Job Description
Shape the Future of Intelligence. Nexus Horizon Solutions is leading the charge into the technological paradigm of 2026. We are looking for a visionary Senior AI Architect to design the next generation of autonomous systems and generative models. In this pivotal role, you will bridge the gap between theoretical research and production-grade engineering, ensuring our platforms remain at the cutting edge of artificial intelligence.
Why This Role Matters
As we prepare for the explosive growth of AI in 2026, we need a leader who can architect scalable, secure, and efficient systems. You will be the technical face of our 'Future Forward' initiative, guiding a team of elite engineers and researchers.
Responsibilities
- System Architecture: Design and implement scalable AI frameworks capable of handling exascale data workloads for enterprise clients.
- Generative AI Leadership: Spearhead the development of next-generation Large Language Models (LLMs) and multimodal AI systems.
- Technical Roadmap: Define the strategic technical vision for the 2026 product suite, identifying emerging trends like quantum-ready algorithms.
- Performance Optimization: Engineer high-performance inference pipelines that minimize latency and maximize cost-efficiency on cloud infrastructure.
- Talent Development: Mentor a high-performing engineering team, fostering a culture of innovation, code excellence, and continuous learning.
- Collaboration: Partner closely with product managers and data scientists to translate complex AI capabilities into intuitive user experiences.
- Risk Management: Establish rigorous security and compliance standards for AI deployment, ensuring ethical use and data privacy.
Qualifications
- Education: Ph.D. or Masterβs degree in Computer Science, Machine Learning, or a related quantitative field.
- Experience: 7+ years in software engineering, with at least 3 years in a senior architectural role within the AI/ML sector.

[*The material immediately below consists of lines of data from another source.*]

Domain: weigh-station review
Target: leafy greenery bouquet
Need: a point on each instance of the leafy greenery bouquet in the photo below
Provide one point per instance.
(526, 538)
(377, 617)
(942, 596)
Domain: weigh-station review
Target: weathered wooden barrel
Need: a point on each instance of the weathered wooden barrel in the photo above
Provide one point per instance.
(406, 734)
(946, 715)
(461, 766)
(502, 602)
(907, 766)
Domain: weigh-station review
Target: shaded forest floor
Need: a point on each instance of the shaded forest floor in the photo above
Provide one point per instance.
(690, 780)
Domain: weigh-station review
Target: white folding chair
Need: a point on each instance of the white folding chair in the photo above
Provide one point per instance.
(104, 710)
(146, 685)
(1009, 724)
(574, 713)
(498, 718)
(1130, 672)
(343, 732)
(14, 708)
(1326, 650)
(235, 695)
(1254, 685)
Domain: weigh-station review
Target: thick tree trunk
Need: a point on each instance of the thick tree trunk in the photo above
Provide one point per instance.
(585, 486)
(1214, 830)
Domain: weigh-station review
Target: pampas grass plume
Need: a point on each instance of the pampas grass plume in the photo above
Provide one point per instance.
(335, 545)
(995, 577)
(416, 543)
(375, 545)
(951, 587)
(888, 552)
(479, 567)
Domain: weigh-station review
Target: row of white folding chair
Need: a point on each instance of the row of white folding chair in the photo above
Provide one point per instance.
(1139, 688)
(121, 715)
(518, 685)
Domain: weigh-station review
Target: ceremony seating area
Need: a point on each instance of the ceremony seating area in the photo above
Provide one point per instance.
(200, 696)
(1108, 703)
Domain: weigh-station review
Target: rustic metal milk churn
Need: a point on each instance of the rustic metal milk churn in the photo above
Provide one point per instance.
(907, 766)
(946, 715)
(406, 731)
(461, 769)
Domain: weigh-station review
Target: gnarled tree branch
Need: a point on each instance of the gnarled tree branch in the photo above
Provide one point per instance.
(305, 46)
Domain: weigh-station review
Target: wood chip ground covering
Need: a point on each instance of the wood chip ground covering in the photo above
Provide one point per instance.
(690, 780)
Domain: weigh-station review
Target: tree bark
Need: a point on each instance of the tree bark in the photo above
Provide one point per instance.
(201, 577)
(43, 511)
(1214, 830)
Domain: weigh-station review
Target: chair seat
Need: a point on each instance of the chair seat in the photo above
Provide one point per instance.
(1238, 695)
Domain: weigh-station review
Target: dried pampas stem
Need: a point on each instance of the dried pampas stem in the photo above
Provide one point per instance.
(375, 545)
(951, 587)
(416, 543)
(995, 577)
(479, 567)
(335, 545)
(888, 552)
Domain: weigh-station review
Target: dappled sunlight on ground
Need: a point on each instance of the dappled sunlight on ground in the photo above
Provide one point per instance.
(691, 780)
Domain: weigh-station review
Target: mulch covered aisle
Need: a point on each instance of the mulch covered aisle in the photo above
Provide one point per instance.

- Technical Stack: Deep proficiency in Python, PyTorch, TensorFlow, or JAX; extensive experience with MLOps tools (MLflow, Kubeflow).
- Cloud Mastery: Expert knowledge of cloud architecture (AWS, GCP, or Azure) and containerization (Docker, Kubernetes).
- Research Skills: Proven track record of publishing in top-tier AI conferences (NeurIPS, ICML, ICLR) or shipping impactful research to production.
- Communication: Exceptional ability to articulate complex technical concepts to non-technical stakeholders and executive leadership.
- Problem Solving: Demonstrated ability to architect solutions for ambiguous, high-stakes problems.